Frustration 7: I’m going nuts. For four weeks, I must hobble around in the boot and do no weight-bearing activity. No running. No walking. No swimming. No biking. No lower body weights. No yoga. I guess I could do yoga that doesn’t require the use of my feet, but that’s not much yoga. I can feel my fitness slipping away and I can’t stand being so still. I will be a good patient and wear the boot and keep off my foot as much as possible. I will not risk not being able to run.
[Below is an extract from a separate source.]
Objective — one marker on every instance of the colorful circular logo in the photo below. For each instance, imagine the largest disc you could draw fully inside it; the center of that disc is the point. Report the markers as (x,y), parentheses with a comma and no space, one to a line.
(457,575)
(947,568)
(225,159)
Two Weeks Post-Break and One Week with the Boot
I confess. I made it two weeks post-break/one week post-boot before the lack of exercise became too much, mostly because my sleep pattern went to hell, yet left me feeling utterly exhausted. I started 10-20 minutes on the recumbent bike, in the boot. Then I started gentle yoga classes, in the boot. And walking rather slowly on the treadmill, in the boot. As of right now, I’m three and half weeks post-break. I’m still wearing the boot even though I can put normal shuffling around the house pressure on my foot without pain. My foot does feel fatigued rather quickly (hello atrophied muscles).
I adjust my goals. At the beginning of this year, my race goals were a 5K a month and 6 half marathons. I adjusted that when I decide on a 50K in September/October, dropping some of the 5Ks since they would interfere with my training plan. When I see the podiatrist on the 15th, I hope to hear good news. I still have race goals, even if they aren’t quite the same as they were s few weeks ago!